Nous remercions San jie, le metteur en scene du spectacle, pour cette intention des plus merveilleuse.
Apres avoir echapper aux vendeurs de faux billets qui nous aurez vallu des places sur les rives marecageuses infestees de moustiques de l'autre cote de la scene, on payent plein pot pour des places ideales. Intime satisfaction, on est assis au milieu d'un millier de chinois, et je suis assis au milieu d'un millier d'asiatique. Depaysement total.

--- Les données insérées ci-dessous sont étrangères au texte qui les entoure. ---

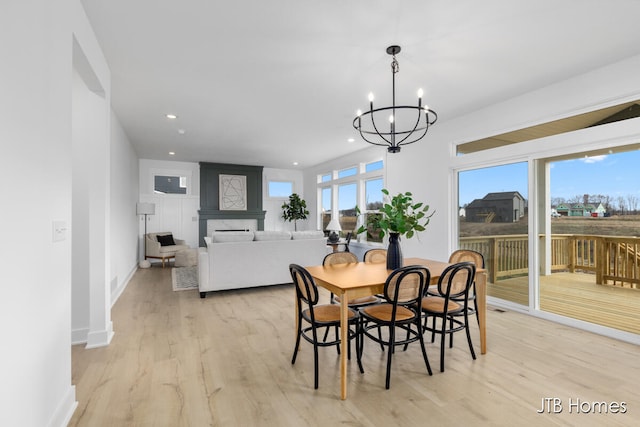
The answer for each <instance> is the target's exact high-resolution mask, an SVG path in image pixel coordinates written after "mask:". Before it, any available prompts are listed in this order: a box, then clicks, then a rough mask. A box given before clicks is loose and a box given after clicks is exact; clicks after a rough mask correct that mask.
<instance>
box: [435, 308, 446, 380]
mask: <svg viewBox="0 0 640 427" xmlns="http://www.w3.org/2000/svg"><path fill="white" fill-rule="evenodd" d="M433 320H434V323H435V317H434V318H433ZM446 329H447V319H445V318H444V317H443V318H442V329H441V330H440V335H441V336H440V372H444V344H445V342H446V338H447V334H446V333H445V330H446Z"/></svg>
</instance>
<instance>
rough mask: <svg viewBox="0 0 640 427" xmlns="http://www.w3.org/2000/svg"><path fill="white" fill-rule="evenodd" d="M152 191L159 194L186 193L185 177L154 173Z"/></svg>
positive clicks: (186, 181)
mask: <svg viewBox="0 0 640 427" xmlns="http://www.w3.org/2000/svg"><path fill="white" fill-rule="evenodd" d="M153 191H154V192H155V193H160V194H187V177H186V176H166V175H156V176H154V177H153Z"/></svg>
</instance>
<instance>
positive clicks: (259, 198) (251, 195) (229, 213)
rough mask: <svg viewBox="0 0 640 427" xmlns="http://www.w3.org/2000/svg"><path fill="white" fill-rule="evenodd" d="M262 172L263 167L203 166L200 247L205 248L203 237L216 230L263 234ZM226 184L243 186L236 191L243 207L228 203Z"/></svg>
mask: <svg viewBox="0 0 640 427" xmlns="http://www.w3.org/2000/svg"><path fill="white" fill-rule="evenodd" d="M262 169H263V168H262V166H247V165H232V164H225V163H206V162H201V163H200V211H199V214H200V218H199V219H200V221H199V227H198V230H199V231H198V235H199V236H198V237H199V238H198V242H199V245H200V246H206V245H205V243H204V237H205V236H210V235H211V232H212V231H214V230H245V229H247V230H252V231H256V230H264V216H265V213H266V212H265V211H263V210H262ZM225 180H226V181H225ZM225 182H233V183H236V184H238V185H240V188H234V190H240V191H238V192H237V193H236V194H237V195H239V196H240V197H239V200H241V202H242V203H240V204H237V205H233V206H230V205H228V204H227V203H225V200H226V199H225V197H224V196H225ZM232 209H238V210H232Z"/></svg>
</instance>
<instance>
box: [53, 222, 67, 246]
mask: <svg viewBox="0 0 640 427" xmlns="http://www.w3.org/2000/svg"><path fill="white" fill-rule="evenodd" d="M66 239H67V223H66V222H65V221H53V241H54V242H61V241H63V240H66Z"/></svg>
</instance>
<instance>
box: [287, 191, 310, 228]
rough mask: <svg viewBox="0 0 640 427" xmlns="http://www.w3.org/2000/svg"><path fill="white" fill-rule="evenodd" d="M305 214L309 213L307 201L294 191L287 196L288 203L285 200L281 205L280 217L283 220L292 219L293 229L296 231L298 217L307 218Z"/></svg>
mask: <svg viewBox="0 0 640 427" xmlns="http://www.w3.org/2000/svg"><path fill="white" fill-rule="evenodd" d="M307 215H309V211H308V210H307V202H305V201H304V199H301V198H300V196H298V195H297V194H296V193H293V194H291V195H290V196H289V203H286V202H285V203H284V204H283V205H282V218H284V219H285V221H289V222H291V221H293V229H294V230H296V231H298V223H297V221H298V220H299V219H307Z"/></svg>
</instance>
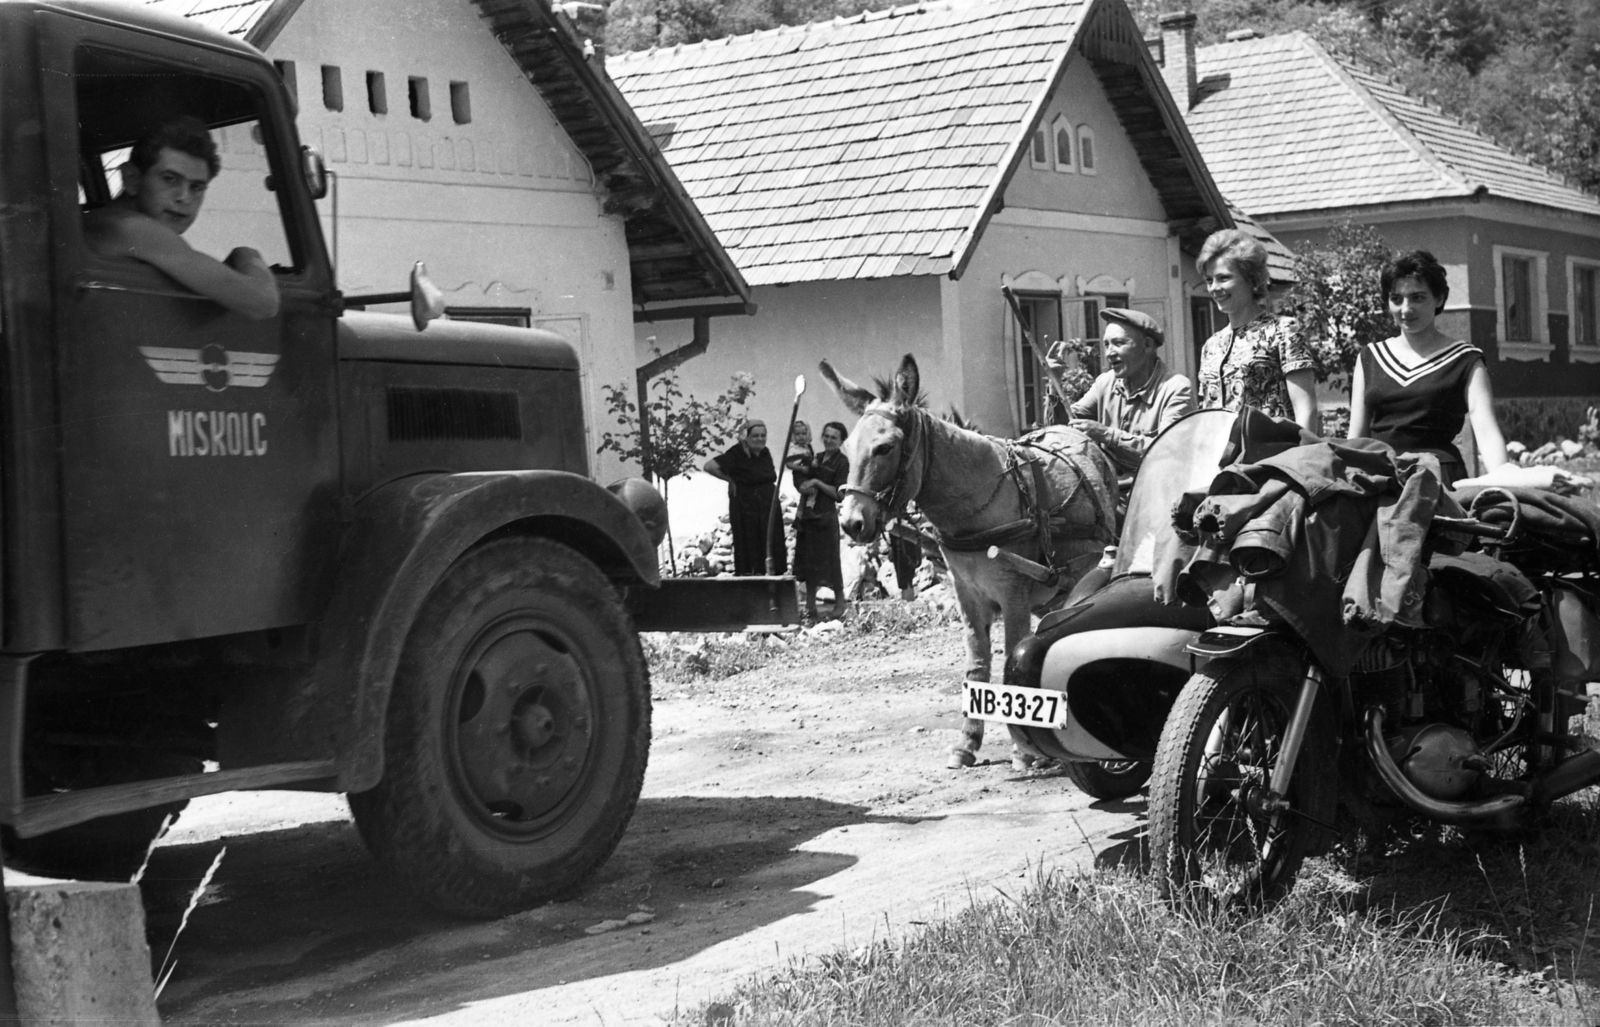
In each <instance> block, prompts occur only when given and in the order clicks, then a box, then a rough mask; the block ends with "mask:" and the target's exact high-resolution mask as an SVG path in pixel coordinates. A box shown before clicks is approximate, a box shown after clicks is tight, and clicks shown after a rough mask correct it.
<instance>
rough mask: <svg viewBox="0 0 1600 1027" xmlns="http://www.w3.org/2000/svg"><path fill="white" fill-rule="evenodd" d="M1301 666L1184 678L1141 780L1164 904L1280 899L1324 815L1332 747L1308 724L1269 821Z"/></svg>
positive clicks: (1331, 770) (1332, 788) (1276, 665)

Le spectacle commence par une promenade aux flambeaux, sur un chant melodieux, repris par une ribambelle de jeunes chinoises en costume traditionelle qui arrive de nulle part. Leur chant resonne dans la vallee avec une teinte envoutante, repris en image par le caliedoscope des projecteurs. Les pics environnants prennent vie et semblent respirer des couleurs fluides, comme par magie, entre flammeches rouges verticales et ondulations bleues horizontales. San jie se joue des elements dans une esthetique parfaite, melant le ballet d'un concert de pecheurs se battant contre les elements et leur filets, et la calvalcade sublimee d'une dizaine de jeunes filles au corps de graces. Elles s'effeuillent sur les bords de la riviere dans une transformation azuree, papillons de printemps jouant avec les voiles comme des ombres chinoises pleines de vie. Liberes de la contrainte de la gravite, la lune et le soleil se melent a elles et voguent sur les flots dans le tintement des symbales. Au fond, dans la vallee, sonne alors le sourd tambour tribal, qui mettra bientot en scene les hommes et la violence de la guerre. Le rouge sang s'etale sur le fleuve, s'evapore, puis tourne au vert, lorsque l'espoir et la paix reviennent, mort d'un cycle, naissance d'un autre.
Une page de l'histoire de la Chine, en couleur et en douceur, un dernier chant merveilleux, et le spectacle se termine, apres 1h30 de reve les yeux grands ouverts.
Nous trainons alors dans les rues de cette petite ville provinciale, pour en tirer encore, l'essence de la Chine qui nous plait.